First thing to do is keep your cat in for obvious reasons.

Then try calling the CP and see if they can trap him and deal with him.


----------



## PoisonGirl (Oct 24, 2008)

no im not keeping my cat indoors hes an outdoor cat
what do the CP do with them?


----------



## Scruffy Alfa (Jun 17, 2011)

Well the new 'owner' must bear some responsibility if they are feeding the cat knowing the previous owner has moved???

Our Dennis suffered bullying from a local tom and he got so stressed the he couldn't wee. Apparently this is serious and we had to dash down to the vets several times to get Dennis on a course of medication. It wasn't nice for Dennis and wasn't cheap either, I wanted to catch the tom and wrap him in sticky tape!

I do feel sorry for you and Milo as it is difficult to know where to start, iirc Dennis used to go out less often and when he did it was around the other side of the houses thereby avoiding the tom, but this isn't something that you can advise Milo to do.
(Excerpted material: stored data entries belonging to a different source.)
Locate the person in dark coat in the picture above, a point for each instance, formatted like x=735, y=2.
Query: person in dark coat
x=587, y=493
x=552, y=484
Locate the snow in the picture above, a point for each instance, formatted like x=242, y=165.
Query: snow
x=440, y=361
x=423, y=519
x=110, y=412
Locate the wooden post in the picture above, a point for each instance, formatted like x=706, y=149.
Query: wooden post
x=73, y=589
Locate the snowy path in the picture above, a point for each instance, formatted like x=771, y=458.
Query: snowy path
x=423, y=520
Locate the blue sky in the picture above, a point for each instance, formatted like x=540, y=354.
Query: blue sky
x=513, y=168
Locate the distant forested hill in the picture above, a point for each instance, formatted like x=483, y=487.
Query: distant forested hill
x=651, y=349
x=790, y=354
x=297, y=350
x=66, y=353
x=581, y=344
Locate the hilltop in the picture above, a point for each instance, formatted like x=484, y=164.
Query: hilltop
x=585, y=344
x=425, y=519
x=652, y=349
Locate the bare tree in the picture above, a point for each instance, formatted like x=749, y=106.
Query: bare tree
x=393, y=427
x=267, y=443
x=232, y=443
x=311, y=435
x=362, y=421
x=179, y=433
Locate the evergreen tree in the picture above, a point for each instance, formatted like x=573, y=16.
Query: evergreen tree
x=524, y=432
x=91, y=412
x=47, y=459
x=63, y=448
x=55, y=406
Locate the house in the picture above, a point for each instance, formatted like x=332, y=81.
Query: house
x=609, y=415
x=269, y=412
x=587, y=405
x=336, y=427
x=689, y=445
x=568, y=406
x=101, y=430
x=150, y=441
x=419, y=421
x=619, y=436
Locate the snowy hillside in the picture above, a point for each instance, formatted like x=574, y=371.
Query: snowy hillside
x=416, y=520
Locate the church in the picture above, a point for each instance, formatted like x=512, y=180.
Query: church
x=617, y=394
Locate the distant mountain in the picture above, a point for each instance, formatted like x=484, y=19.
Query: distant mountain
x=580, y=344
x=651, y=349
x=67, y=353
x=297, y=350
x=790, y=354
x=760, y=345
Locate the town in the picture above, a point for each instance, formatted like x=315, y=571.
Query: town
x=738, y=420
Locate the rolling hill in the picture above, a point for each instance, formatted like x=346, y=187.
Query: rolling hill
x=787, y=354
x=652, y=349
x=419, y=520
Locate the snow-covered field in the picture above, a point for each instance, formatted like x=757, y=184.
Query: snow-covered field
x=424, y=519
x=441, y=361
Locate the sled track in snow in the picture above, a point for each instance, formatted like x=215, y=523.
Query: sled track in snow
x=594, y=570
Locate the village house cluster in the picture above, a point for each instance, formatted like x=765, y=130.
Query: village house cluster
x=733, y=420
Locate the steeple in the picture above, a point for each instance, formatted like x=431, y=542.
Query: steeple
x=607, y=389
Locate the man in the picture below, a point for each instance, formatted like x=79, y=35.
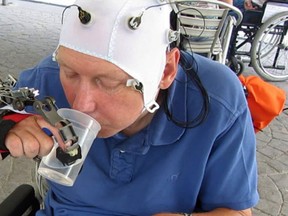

Have you tried putting a hosepipe on the tom?


----------



## Aurelia (Apr 29, 2010)

Your cat keeps getting attacked and you won't protect him from it until the problem is sorted? really? 

The CP will hopefully trap him and nuetured him, then either return him or rehome.


----------



## gloworm*mushroom (Mar 4, 2011)

PoisonGirl said:


> no im not keeping my cat indoors hes an outdoor cat
> what do the CP do with them?


The CP could neuter him. Short of getting the cat neutered there is pretty much nothing you can do, except cat proof your garden.

Fights etc are just a risk of outdoor cats unfortunately.


----------



## Aurelia (Apr 29, 2010)

Just wanted to add a bit more in a hope that you just haven't thought this through properly ...

If your cat became blind one day would you still let him out? I'm hoping your answer there would be no.

So, if this tom gets your cat full force in the face and damages both eyes beyond repair you'll have no choice. Plus the pain and suffering of such a horrific incident could have been avoided ...

Surely it's better to protect him until you can have the other tom dealt with hopefully? Then your cat can resume his outdoor life with one less risk.


----------



## PoisonGirl (Oct 24, 2008)

I forgot to add he doesn't get hurt, the worst he has come back with was a tiny scratch. He avoids this cat at all costs.

Also I must have worded wrongly a bit there, it was the cat that moved out, not the owners, they still live there but the cat wont have anything to do with them.

There is NO way to keep my cat indoors, we have been through all this on here before. Pluss with kids and dogs etc, the only room I would be able to shut him in would be my bedroom, and tbh I don't fancy sleeping in a room that smells of cat sh1t because he wont use a box.


----------



## Guest (Jun 30, 2011)

Does the Tom cat not bother with your other cat? Just wondered :blush:
I'd defo put a note through both doors, old & new owner saying the same thing...between them they need to get the cat neutered etc, if not you will be contacting CP. You shouldn't have to keep your outdoor cat in, that's your choice 
We've got a busy household of one dog, two boys under 5 & an indoor cat & it is doable, but were lucky with the layout of our house!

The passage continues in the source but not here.